Dear brothers and sisters in Christ,
May the blessings of our Lord Jesus Christ fill up your hearts and lives! As the days begin noticeably to shorten, I pray that the Lord will continue to send us good weather and a safe and abundant harvest. The agricultural work that so many of us do, directly or indirectly, not only sustains our local economy but feeds a great many people throughout the world. The Lord’s goodness to us is multiplied many times over, when we do his will with cheerful hearts.
It is not always easy to discern and obey God’s will. God sometimes asks us to do difficult things, which we would rather avoid, and temptations often offer choices that falsely seem easier, sweeter, or more fruitful. However, if we cling faithfully to the cross of our Lord Jesus Christ, we will at least recognize when we are going astray. If we are practice daily dying to self, we will also have the courage to choose what God wills for us, even when it’s hard.
Last week, our pastoral planning executive committee was able to finish the task of evaluating all of the individual and parish-level feedback on the pastoral plan. I want to thank, again, all those who took the time to pray and think about the proposed pastoral plan, and to give feedback. Much of what we received was well-presented and did give me and the committee a better grasp of particular concerns and opportunities in certain places throughout the diocese.
We adopted as much of this feedback into the revised plan as we could, and this has greatly improved it. We will be sharing the results of this in the coming weeks and months. I am very hopeful that, in the coming implementation to begin next summer, the intended benefits will soon be recognized.
Collectively, over the past two generations, we have put a tremendous amount of energy into preserving our rural parishes and traditions. I am awed by the commitment that has been displayed and by how much has been successfully preserved. We built those parishes to serve the Catholics among the small family farmers that predominated in Iowa in the past.
The combination of small farms and big families, typical of the early decades of this diocese, meant that even our smallest parishes still had hundreds of people living within a few miles of the church. Schools and vocations both flourished, and a culture generally positive to religion protected family life from some of the more serious dangers.
Over the generations, however, both the economy and the society have changed around us. Today, and for the foreseeable future, we have big farms and small families, and a culture that is increasingly hostile to religion.
Our population has both shrunk and aged and continues to do so. The smaller number of children has forced several of our schools to close and has offered fewer vocations to priestly or religious life. The depth and quality of parish life, in most of the diocese, has declined accordingly. Cultural change has eroded every aspect of family life as well, and people are, in general, much less interested in church activities than in the past.
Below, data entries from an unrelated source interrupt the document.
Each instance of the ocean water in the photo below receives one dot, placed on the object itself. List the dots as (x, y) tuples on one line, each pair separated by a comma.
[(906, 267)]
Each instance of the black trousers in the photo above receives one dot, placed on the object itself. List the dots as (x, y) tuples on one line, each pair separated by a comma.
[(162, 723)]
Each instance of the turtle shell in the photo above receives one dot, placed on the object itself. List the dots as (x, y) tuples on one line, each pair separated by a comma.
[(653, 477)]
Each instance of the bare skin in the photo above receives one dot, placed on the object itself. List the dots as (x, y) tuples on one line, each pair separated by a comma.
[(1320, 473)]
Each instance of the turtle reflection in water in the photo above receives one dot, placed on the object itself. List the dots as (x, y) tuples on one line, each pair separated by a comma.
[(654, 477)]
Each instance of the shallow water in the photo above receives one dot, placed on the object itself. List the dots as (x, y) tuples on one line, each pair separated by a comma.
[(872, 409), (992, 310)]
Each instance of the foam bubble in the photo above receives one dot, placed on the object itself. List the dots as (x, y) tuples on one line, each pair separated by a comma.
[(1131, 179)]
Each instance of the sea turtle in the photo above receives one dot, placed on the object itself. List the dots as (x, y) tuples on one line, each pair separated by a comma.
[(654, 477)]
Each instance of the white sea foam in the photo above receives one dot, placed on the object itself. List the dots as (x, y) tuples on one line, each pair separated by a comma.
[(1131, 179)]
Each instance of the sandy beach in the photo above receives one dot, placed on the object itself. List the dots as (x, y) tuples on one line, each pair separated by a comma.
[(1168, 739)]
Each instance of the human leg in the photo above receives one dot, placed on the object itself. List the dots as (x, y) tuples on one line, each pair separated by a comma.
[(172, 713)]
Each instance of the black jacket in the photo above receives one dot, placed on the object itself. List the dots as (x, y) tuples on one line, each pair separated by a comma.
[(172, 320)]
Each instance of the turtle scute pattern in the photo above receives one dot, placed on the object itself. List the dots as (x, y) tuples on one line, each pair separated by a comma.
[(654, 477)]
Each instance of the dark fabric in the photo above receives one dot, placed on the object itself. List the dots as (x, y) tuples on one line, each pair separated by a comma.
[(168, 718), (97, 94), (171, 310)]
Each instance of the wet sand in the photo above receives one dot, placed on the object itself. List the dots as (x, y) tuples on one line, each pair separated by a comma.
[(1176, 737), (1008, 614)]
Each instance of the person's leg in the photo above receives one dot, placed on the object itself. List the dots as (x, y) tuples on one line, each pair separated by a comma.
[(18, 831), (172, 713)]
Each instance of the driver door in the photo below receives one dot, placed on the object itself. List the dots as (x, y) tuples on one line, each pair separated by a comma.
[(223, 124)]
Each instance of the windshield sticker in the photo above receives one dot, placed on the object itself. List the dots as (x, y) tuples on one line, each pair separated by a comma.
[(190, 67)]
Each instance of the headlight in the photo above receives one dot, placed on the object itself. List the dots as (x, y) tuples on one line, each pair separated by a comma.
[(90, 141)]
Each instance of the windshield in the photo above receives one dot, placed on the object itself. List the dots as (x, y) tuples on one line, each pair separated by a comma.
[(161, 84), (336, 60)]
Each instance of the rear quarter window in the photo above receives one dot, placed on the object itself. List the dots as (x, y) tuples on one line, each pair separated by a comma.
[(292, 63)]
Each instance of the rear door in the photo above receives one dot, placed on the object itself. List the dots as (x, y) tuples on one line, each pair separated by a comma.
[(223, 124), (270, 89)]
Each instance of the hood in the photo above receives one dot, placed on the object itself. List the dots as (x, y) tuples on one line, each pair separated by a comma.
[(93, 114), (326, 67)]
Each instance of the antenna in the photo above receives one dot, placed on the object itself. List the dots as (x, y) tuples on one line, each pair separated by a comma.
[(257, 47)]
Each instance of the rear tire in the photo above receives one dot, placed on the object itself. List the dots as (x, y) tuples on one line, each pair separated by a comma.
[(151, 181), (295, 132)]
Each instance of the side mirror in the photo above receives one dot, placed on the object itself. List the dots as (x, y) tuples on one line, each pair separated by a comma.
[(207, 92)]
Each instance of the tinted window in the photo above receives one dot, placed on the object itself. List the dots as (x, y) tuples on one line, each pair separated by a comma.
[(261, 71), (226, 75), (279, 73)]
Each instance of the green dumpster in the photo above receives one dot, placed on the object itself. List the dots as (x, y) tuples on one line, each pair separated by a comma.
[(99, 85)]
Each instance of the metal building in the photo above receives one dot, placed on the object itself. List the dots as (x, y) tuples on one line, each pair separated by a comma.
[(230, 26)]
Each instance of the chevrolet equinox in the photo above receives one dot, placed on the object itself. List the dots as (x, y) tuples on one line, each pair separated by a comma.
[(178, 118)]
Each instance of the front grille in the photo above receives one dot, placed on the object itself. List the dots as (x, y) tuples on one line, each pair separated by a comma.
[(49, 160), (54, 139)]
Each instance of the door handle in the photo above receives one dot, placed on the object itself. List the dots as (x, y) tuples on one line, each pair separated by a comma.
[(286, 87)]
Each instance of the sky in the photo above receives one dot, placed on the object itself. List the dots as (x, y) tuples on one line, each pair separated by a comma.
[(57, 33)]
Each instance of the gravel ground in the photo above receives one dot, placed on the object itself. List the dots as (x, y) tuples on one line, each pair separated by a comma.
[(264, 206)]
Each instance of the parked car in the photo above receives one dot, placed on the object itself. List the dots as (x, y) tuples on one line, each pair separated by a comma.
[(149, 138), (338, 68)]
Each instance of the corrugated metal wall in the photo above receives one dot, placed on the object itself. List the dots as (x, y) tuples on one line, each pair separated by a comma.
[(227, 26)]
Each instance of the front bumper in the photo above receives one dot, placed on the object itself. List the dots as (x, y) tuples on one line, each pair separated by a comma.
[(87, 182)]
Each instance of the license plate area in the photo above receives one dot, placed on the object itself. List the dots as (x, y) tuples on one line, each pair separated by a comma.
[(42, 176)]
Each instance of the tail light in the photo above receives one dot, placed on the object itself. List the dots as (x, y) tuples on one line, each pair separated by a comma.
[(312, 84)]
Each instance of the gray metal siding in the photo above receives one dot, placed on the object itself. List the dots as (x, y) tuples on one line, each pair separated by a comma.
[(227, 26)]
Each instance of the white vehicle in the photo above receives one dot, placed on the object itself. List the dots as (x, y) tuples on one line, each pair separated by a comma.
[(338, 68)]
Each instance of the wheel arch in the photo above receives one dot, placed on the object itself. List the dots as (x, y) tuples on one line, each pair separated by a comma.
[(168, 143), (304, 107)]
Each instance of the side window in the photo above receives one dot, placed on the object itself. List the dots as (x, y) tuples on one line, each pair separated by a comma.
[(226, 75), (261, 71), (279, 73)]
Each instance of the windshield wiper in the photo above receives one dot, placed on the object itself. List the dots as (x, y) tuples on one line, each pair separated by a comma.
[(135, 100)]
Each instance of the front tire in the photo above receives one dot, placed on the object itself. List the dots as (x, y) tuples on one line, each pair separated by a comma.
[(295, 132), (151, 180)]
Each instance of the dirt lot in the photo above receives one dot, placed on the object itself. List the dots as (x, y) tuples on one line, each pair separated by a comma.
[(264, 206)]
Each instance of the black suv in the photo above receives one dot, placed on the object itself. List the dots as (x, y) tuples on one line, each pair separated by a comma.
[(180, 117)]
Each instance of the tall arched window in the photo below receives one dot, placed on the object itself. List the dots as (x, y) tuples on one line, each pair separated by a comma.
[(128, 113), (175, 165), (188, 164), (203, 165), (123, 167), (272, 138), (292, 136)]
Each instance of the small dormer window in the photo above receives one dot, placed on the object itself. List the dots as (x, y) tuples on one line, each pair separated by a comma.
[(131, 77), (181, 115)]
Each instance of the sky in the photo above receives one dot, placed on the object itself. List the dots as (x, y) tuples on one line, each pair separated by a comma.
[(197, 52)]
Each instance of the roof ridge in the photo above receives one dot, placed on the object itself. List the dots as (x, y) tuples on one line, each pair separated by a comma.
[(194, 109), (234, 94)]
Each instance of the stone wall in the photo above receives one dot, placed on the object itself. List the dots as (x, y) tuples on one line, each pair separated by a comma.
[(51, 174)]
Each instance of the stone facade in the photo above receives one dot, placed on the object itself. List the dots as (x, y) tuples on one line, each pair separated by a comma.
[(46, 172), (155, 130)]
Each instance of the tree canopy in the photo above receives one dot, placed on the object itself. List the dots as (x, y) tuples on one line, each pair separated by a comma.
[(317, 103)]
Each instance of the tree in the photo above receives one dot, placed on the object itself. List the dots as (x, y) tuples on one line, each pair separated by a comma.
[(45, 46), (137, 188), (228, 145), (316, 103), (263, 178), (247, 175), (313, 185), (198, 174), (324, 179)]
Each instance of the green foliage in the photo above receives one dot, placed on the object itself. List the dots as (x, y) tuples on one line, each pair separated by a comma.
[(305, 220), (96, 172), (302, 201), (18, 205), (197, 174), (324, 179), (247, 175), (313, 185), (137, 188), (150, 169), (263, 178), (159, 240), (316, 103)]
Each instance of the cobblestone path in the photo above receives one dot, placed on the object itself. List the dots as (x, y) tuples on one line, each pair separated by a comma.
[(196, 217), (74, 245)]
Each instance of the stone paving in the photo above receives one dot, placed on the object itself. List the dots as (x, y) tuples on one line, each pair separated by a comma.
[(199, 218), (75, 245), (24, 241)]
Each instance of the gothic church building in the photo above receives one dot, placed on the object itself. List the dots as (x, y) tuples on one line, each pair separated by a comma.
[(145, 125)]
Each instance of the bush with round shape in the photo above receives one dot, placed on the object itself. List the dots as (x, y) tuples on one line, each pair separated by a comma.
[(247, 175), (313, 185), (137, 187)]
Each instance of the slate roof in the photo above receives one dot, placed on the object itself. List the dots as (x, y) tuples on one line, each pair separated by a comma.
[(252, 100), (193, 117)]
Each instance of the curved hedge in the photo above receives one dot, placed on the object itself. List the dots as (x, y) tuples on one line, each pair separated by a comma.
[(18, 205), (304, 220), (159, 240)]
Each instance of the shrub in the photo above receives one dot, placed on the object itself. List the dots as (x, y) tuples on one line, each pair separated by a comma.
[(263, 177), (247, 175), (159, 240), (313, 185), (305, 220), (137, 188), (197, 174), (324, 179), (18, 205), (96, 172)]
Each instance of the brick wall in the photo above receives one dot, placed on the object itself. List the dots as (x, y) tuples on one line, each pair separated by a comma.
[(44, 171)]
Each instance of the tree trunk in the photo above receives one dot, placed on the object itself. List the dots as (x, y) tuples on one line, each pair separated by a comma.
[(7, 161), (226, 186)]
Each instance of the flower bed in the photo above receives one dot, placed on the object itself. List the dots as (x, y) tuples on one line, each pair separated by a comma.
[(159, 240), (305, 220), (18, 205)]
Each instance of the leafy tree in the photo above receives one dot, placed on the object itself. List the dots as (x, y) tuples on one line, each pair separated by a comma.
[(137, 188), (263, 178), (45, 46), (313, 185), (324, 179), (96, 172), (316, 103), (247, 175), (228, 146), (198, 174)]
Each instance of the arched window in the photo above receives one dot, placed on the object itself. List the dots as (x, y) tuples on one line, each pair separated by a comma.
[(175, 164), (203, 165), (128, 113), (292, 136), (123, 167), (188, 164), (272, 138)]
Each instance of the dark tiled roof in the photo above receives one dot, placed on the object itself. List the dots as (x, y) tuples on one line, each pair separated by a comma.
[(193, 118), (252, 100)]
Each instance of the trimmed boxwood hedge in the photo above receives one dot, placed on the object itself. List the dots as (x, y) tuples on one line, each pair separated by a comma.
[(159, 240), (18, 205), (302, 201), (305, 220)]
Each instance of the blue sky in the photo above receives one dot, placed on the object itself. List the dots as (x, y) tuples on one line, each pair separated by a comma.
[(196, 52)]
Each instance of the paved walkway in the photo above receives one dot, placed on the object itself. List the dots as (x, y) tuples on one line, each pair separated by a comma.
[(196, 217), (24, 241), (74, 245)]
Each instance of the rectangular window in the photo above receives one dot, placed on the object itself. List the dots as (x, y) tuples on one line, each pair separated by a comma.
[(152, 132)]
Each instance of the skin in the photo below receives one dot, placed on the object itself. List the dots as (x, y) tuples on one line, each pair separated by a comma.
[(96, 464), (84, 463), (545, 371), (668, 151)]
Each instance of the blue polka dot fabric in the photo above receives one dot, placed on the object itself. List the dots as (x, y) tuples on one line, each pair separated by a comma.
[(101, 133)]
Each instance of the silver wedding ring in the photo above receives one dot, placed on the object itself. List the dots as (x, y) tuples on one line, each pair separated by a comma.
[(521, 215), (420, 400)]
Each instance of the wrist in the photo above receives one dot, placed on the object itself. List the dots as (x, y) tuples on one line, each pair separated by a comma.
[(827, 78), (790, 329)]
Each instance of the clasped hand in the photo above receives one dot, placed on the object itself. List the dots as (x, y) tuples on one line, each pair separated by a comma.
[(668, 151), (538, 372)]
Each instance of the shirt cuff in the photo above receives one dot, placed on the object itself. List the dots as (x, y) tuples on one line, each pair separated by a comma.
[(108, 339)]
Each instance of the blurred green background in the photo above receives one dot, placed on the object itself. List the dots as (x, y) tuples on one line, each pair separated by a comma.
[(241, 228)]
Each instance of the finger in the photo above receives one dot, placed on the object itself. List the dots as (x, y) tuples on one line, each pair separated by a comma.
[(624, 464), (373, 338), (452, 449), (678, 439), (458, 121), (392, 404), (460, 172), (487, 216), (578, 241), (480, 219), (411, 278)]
This is why, I believe, this pastoral planning effort is so important. In our early years we were very mission-oriented. Perhaps we have rested too long on our early success?
In recent decades, it has been much more difficult. We have shown that we are not afraid of the hard work involved and have succeeded far more than most places in keeping our schools and rural parishes open. But, in the effort to maintain, what have we sacrificed? What opportunities have we missed?
I beg of the Holy Spirit that this moment of pastoral planning will be the occasion of becoming together a “mission”-oriented diocese. The mission of the church is to save souls. The tools are the same as they have ever been – faith, hope, and love. We evangelize most effectively through generous personal witness, proclaiming the saving love of God in daily, faithful living out of our vocations, and joyfully sharing the face-to-face encounter with Jesus Christ in the word and in the sacraments.
In this sense, it does not matter if we have a hundred parishes in the diocese, or only one. Parishes exist only to serve the mission of saving souls.
For 30 years, the church has been calling us to the new evangelization. In this diocese, we have now begun to hear this call more effectively! Our good-hearted and heroic efforts to maintain what our parents and grandparents have bequeathed us have not left enough energy or imagination to receive the richer treasure of evangelizing.
Sometimes we go to Mass or do any of the ministry of the church, not joyfully and eagerly, but because we are afraid of losing what we have managed to preserve. This is both the strength and the weakness of the maintenance mentality. It keeps disciples, but it rarely makes new ones.
The success of our current pastoral planning will not be structural. Reorienting our parishes to where people are now, rather than where they were two generations ago, is necessary but not sufficient. If, after these changes, we continue to work only to keep things from changing further, we will have failed.
But if, because of these changes, we realize that we do have the energy and the will and the courage, not only to keep the faith, but also to share it creatively – to become mission-oriented about our faith – then we will succeed and flourish.
The participation of so many of you in the process thus far, in your feedback and prayers, gives me hope that we can make this change in the years to come.
May God bless you in every way, and increase your faith and your missionary zeal! Please continue to pray for me and for our diocese, just as I pray faithfully for all of you.